Reading ECGs takes a lot of practice and experience. I believe paramedics, automated computerized ECG readings and ED-based physicians can work together to provide the optimal approach to minimizing STEMI misinterpretations. Maybe it's just simple math: 1+1+1 is better than 1+1; machine + EMT-P + MD is better than just machine + EMT-P.
Corey M. Slovis, MD, FACP, FACEP, FAAEM, is medical director for Nashville EMS, Nashville (TN) Fire Department.
WHY PARAMEDICS SHOULD ACTIVATE CATH LABS FOR STEMIS
By Raymond L. Fowler, MD, FACEP
Paramedics performing diagnostic-quality 12-lead ECGs early in the course of myocardial infarctions remains a mainstay in the identification of appropriate candidates for percutaneous coronary intervention.
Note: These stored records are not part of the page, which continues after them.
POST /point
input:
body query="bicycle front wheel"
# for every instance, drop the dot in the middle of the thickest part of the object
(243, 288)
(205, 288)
Successful paramedic assessment of ECGs for STEMI has been well described. Otto and Aufderheide demonstrated that paramedics could be trained in ECG interpretation targeted to identifying STEMIs. They noted that the addition of assessment for reciprocal ECG changes improved this positive predictive value (PPV) to >90%. In a U.K. study, an analysis of the STEMI-diagnostic abilities of paramedics vs. emergency physicians found 95% accuracy, 91% specificity, 97% sensitivity, a negative predictive value (NPV) of 77%, and PPV of 99%--results that were not significantly different from the emergency physicians' in the study. LeMay et al found paramedic interpretation of ECGs for STEMI to have a sensitivity of 95%, specificity of 96%, PPV of 82%, and NPV of 99%.
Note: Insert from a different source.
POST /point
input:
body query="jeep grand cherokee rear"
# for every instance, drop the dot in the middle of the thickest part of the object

Trauma systems have long activated trauma center treatment teams based on paramedic interpretations of patient statuses. Overtriage of trauma patients resulting in trauma team activation is a recognized consequence of the combination of worrisome mechanisms of injury mixed with the breadth of presenting signs and symptoms. Mounting evidence indicates paramedics have begun to be accepted as vital members of the PCI activation team for STEMI patients as well. Hokanson et al studied direct PCI lab activation by paramedics, who achieved D2B times of 49.6 minutes, with 26 of 27 STEMI patients being accurately diagnosed. They concluded that PCI activation can be initiated accurately by paramedics.
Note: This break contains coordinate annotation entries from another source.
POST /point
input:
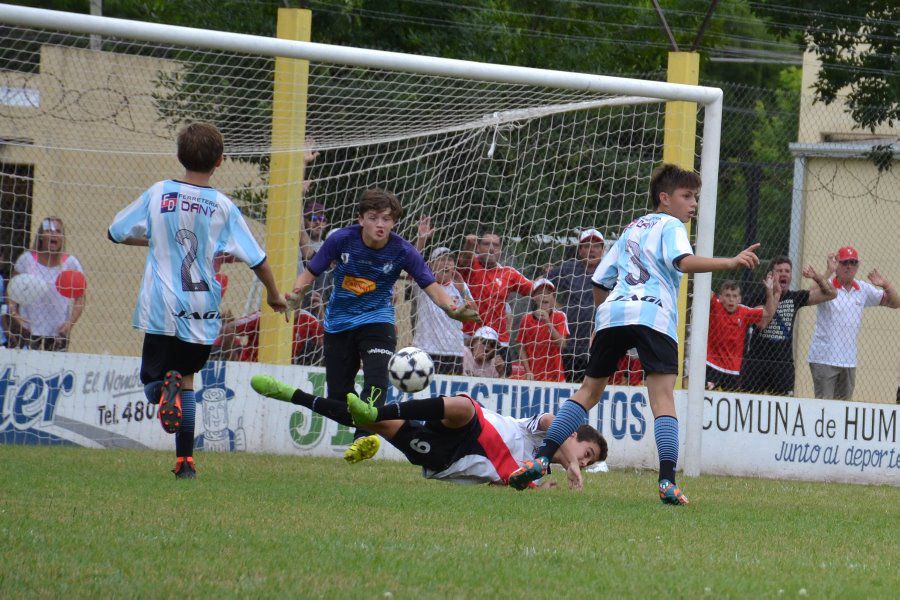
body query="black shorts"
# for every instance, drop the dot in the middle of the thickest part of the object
(163, 353)
(723, 381)
(372, 345)
(657, 351)
(435, 447)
Many municipalities currently activate PCI teams based upon paramedic ECG interpretations. Careful paramedic training and intensive coordination with area hospital chest pain committees can allow paramedics to achieve a high sensitivity and specificity for identification of STEMI patients and PCI lab activation. Both hospital and cardiologist commitment to the process is essential, and feedback both to the transporting paramedic team and EMS medical direction provides important loop closure.
Both scientific literature and clinical experience indicate that paramedics can successfully interpret ECGs for the changes associated with STEMIs. The emphasis of EMS systems today, through initial and continuing education and with careful oversight, should be in preparing paramedics to continue taking their rightful position as members of the critical care team.
Raymond L. Fowler, MD, FACEP, is deputy medical director for operations, the Dallas (TX) Metropolitan BioTel (EMS) System.